Вскоре Тата забылась и уснула. Пробуждение было просто потрясением не только для неё, но и для окружающих. То, что они увидели утром, ни при каких условиях назвать лицом было нельзя.

С ужасом глядя на себя, Тата понимала, что былая её красота потеряна безвозвратно, не верилось, что на месте этого разбухшего блина когда-нибудь вновь появится милое женское личико Таты.

А Феня на кухне, нервически ощипывая курицу, шипела, как змея:

– От пяныця, чертова дивка, уббю, уббю б…ть такую, не сойти мне с этого места-уббю!

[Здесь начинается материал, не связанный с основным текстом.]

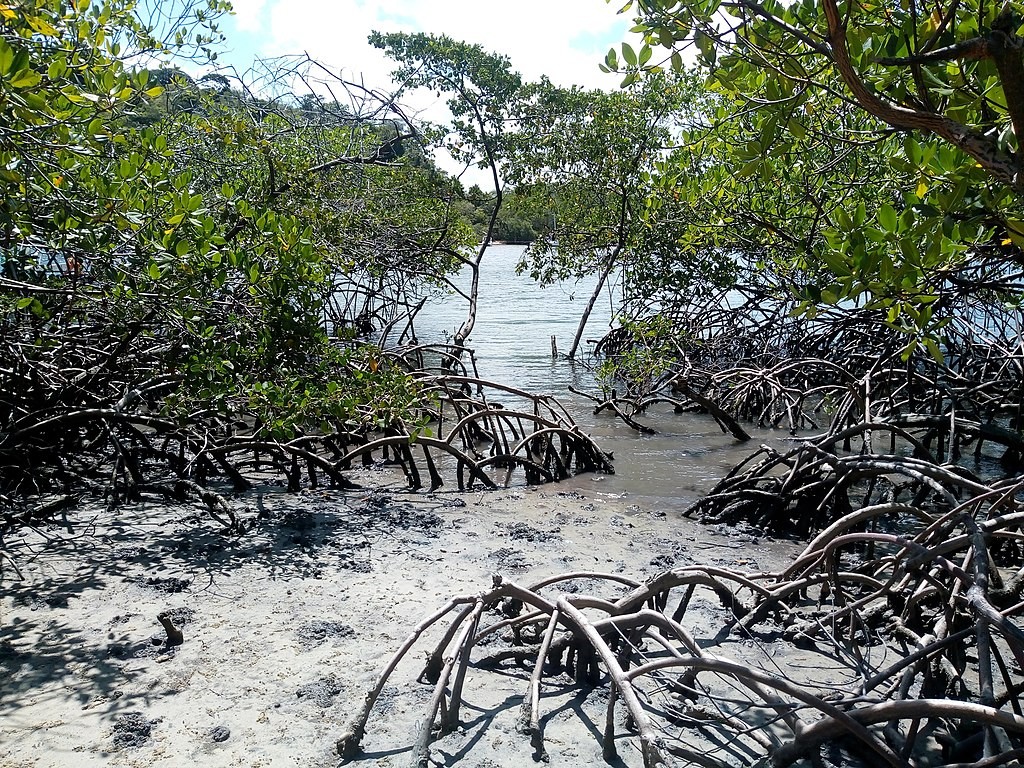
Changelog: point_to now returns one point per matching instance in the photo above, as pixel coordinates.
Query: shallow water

Тата ходила понурая. Морально пришибленная страхом и обидой, Тата точно знала, что если бы не отец и соседка, Феня не выпустила бы её живой из своих рук, и эта жестокость парализовала всю её волю, мешая сосредоточиться на главном: как жить дальше?

Прошло время, постепенно всё устаканилось, синяки прошли, личико разгладилось, но обида на мать осталась сидеть в ней острой занозой надолго, если не сказать – навсегда. А пока Тата кисла в этой обиде и мокла, как бельё, закинутое в ванну с вечера. И некому было вытащить её из этой обиды, отжать, прополоскать и просушить на солнышке.

Склонившись изуродованным материнской безжалостной рукой лицом над ванной, она остервенело тёрла и мяла бесконечное, ненавистное бельё, роняя в мыльную пену солёные слёзы. Слёзы омывали израненное личико и душу. Красота возвращалась. Сердечко оттаивало.